Yao Wu, Ph.D.

  • Research Faculty
    • Research Associate, Fetal and neonatal brain image analysis, Children’s National Hospital, Washington, D.C., (2018-2020)
    • Postdoctoral Researcher, Fetal and neonatal brain image analysis, Children’s National Hospital, Washington, D.C., (2015-2018)
    • Ph.D., Biomedical Engineering, Southern Medical University, Guangzhou, China, (2010-2015)
    • Visiting Scholar, Medical Image Analysis, University of North Carolina at Chapel Hill, Chapel Hill, N.C., (2013-2014)
    • B.S., Biomedical Engineering, Southern Medical University, Guangzhou, China, (2006-2010)
  • Yao Wu, Ph.D., is a Children’s National Hospital research faculty (tenure-track assistant professor) whose research interests include studying early brain development using non-invasive, in-vivo imaging techniques. Dr. Wu leverages these sophisticated imaging tools to understand and to measure critical brain maturational changes that occur during the prenatal and postnatal periods to identify the onset and timing of aberrant brain development.

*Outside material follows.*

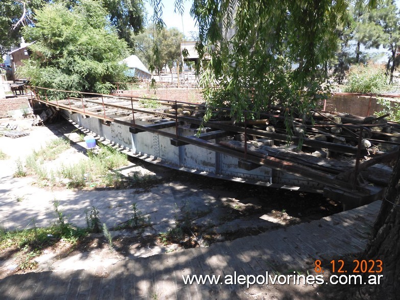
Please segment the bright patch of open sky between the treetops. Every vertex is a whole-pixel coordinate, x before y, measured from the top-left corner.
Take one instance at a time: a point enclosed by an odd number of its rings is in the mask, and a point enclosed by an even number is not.
[[[175,0],[161,0],[161,3],[163,4],[162,19],[168,28],[178,28],[186,38],[190,37],[191,31],[198,31],[198,27],[195,25],[196,22],[190,15],[190,9],[192,7],[193,0],[184,1],[183,16],[178,13],[174,13]],[[153,8],[150,6],[150,0],[145,1],[145,7],[150,19],[153,15]]]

    Dr. Wu’s academic training and research experience have provided her with an excellent background in human brain image analyses. As an undergraduate student, she gained knowledge in computer science, image processing, and human anatomy. During her Ph.D. studies at Southern Medical University, she conducted research on medical image analyses, developing automatic methods to segment brain tumors and prostate cancer in medical images, as well as using MR images to predict CT images, which is clinically desired for dose planning in MR‐based radiation therapy and attenuation correction in PET/MR. In the second year of her Ph.D. study, Dr. Wu studied at the University of North Carolina at Chapel Hill, where she developed machine-learning based registration methods for infant brain MR images.

    Dr. Wu joined the Developing Brain Institute (D.B.I.) at Children’s National for her postdoctoral studies in 2015, which allowed her to extend her research training in the application of state-of-the-art MRI techniques to analyze fetal and neonatal brain structural development in uncomplicated and high-risk pregnancies. After joining D.B.I., Dr. Wu’s research has focused on analyzing fetal and neonatal brain MRI images and correlating image findings early in life with long-term behavioral development in healthy and high-risk populations.